Beetles, cockroaches, flies, and spiders are amongst the most reviled insects on our planet. But while many people have a natural aversion to them, some writers and scientists study these bugs to unlock important secrets about our humanity. That is why filmmakers like Guillermo del Toro have elevated them from lowly creatures to powerful supernatural characters who not only command our respect, but could also personify the highest of human values.
"Who says insects aren't God's favorite creatures?" reflects one of del Toro's antagonists in his 1993 horror vampire film Cronos. "Christ walked on water, just like a mosquito. The matter of resurrection is related to ants, to spiders. They can remain inside a rock for hundreds of years until someone comes along and frees them."
The film reminds viewers that humans can be just as ugly as insects, predatory, natural adversaries, who compete for the same resources and territories. But while many people might find this comparison abominable, del Toro sees an inner beauty in the extreme circumstances that transform humans into monsters. No matter how terrifying we may become, our grotesqueness reveals the circumstances and characteristics that make us most vulnerable—the heavy choices that define our personality, the irreversible consequences that make or break our destiny.
For del Toro, monsters compel us to confront "the dark terrifying truths" that lurk inside of us. They force us to question our science and faith.
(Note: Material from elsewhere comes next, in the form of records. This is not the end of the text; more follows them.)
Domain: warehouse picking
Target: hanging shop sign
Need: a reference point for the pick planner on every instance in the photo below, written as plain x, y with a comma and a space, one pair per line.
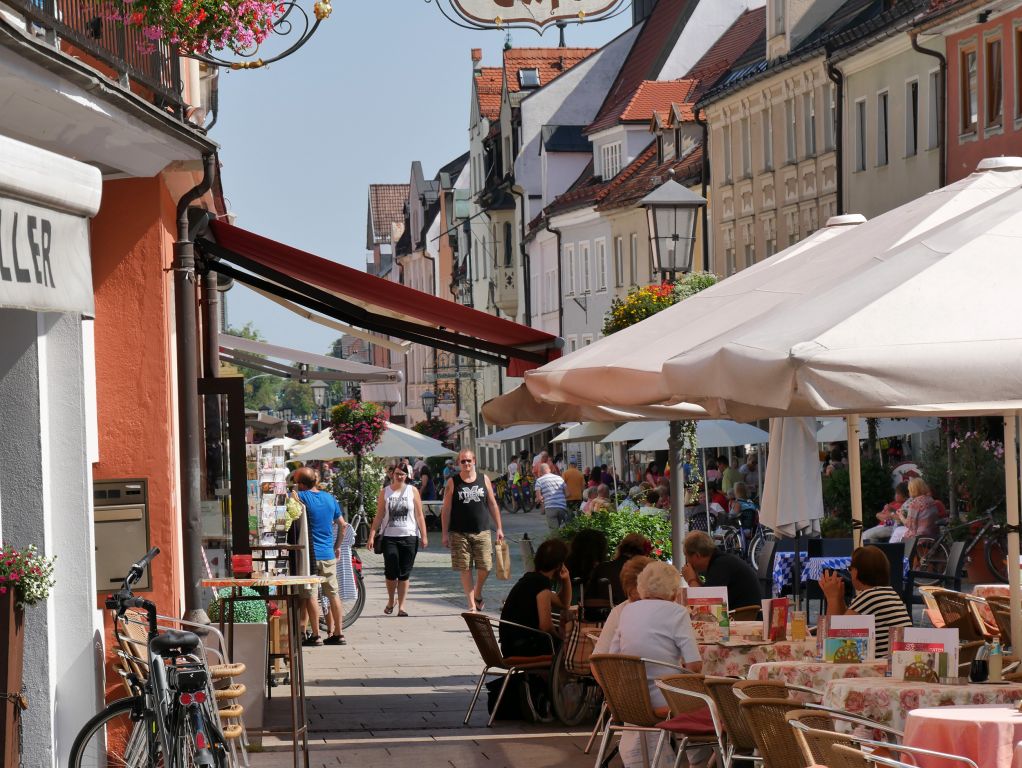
531, 12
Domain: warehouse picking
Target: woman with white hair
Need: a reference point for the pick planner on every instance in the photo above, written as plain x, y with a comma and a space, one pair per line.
655, 627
And in a way, our fascination with supernatural creatures can make us feel more empathetic, compassionate, because each monster is like a psychiatric profile of humanity.
"Monsters like Godzilla," del Toro told me recently at the New York Comic Con, "can awaken a sense of duty and honor, help us address death, and admire the way that Japanese people can see in such an enormous creature a figure of love and sympathy."